Monday, September 10, 2007

How Many Assumptions Can You Count?

I was just reading this article on the Boston Globe website. It is stunning in the assumptions which the writer brings to the table. Let me highlight a few with a few comments thrown in.

  • "An increase in the price for prescription birth control obtained at
    campus health centers has some college officials worried that students
    will be at greater risk for unwanted pregnancies." - unless the students were abstinent resulting in zero risk for unwanted pregnancies.
  • "The price increase has left Massachusetts college campuses scrambling to accommodate students' needs." - this sure seems like a huge assumption. Since when has contraception been a "need" rather than a desire?
  • "Imani Williams, a sophomore at UMass-Boston, said, 'If the problem is
    children having children, then contraception shouldn't cost so much.' - how can it be that no one is thinking about abstinence as a form of contraception that costs nothing?
  • "Angus G. McQuilken, a spokesman for the Planned Parenthood League of
    Massachusetts, said his organization has been lobbying Congress to
    change the law. 'Birth control is basic healthcare. Making birth
    control less affordable for college students and low-income women is
    bad public policy, and counter to the goal of reducing unintended
    pregnancies,' he said. - if it's basic healthcare then why don't we overtly tell young people who don't want to get pregnant that the healthiest they can be is abstinent?
The above, besides being annoying reveals that the culture assumes that kids are rabid sexual creatures incapable of not having sex and that we should do all we can to support them indulge their animal nature. This is not only harmful but demeaning to those made in the image of God.



Monday, September 03, 2007

A Brief Critique of Torture

Early on in my blog career I considered posting on torture when the Abu Ghraib scandal broke. I'm not quite sure why I eventually didn't post anything. But the topic nags me periodically and today I felt like saying something.

My thoughts are not a well developed nuanced political philosophy. They more flow from some personal growth I've been experiencing in my own Christian life. Believe it or not I'm going to link my sinful tendencies towards worry, anxiety, and fear of the future to torture. I believe them linked because both seek knowledge of the future which isn't available to us as mere creatures.

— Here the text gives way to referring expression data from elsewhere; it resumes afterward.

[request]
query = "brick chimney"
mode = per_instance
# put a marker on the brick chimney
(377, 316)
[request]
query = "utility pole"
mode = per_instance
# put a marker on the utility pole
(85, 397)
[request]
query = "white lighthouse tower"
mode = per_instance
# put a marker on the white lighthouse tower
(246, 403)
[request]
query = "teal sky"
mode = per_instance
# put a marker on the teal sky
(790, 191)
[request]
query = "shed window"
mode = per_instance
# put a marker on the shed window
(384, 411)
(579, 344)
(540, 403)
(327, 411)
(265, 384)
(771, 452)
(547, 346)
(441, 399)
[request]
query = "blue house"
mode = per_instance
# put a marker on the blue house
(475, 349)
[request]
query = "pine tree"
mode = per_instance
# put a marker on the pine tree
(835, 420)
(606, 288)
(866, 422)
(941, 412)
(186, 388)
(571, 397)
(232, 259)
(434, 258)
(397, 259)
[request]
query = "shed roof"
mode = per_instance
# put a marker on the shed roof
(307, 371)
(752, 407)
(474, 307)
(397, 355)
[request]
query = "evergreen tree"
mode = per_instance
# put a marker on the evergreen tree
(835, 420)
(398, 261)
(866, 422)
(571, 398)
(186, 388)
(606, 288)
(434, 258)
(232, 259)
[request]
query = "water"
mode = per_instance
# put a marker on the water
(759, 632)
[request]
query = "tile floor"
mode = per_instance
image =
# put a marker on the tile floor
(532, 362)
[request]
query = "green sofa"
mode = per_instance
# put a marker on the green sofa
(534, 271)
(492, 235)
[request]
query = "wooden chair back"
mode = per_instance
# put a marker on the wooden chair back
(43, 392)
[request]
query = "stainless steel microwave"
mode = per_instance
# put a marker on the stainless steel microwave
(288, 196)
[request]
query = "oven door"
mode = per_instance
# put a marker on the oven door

That is both are an idolatry, a seeking to be God instead of a mere creature.

Let me carry this brief critique forward with some questions.

1) Do individuals and governments have a responsibility to care for life taking measures to protect it? Yes. The positive side of the sixth commandment requires caring for our lives and the lives of others.

2) Can torture by a government be a legitimate means of caring for the lives of the people governed? No.

I know that seems bold and narrow and straight forward with no gray areas. Personal and and national security can be an idol. Perhaps you know a germophobe. They're miserable to be around because they try to so protect they and their children's lives from germs that they can hardly do anything with anybody. They're paralyzed by their fear. They do foolish things because of their fear of the future; knowledge of which is unavailable to them.

I liken torture to this same kind of thinking. Unwilling to trust God with what may well be a violent end to the lives of some of our citizens we instead disobey God through dehumanizing people. The seeking of information about the future can be an idolatry in itself. Is torture really something different than other clearly pagan ways of trying to find out the future? Isn't all this an inability to reconcile our finitude as creatures with our lust for knowledge? Isn't this precisely what Eve and Adam sought in the garden, to be like God?

These are preliminary thoughts for sure. But it's an angle on torture that I haven't heard but which needs to be heard.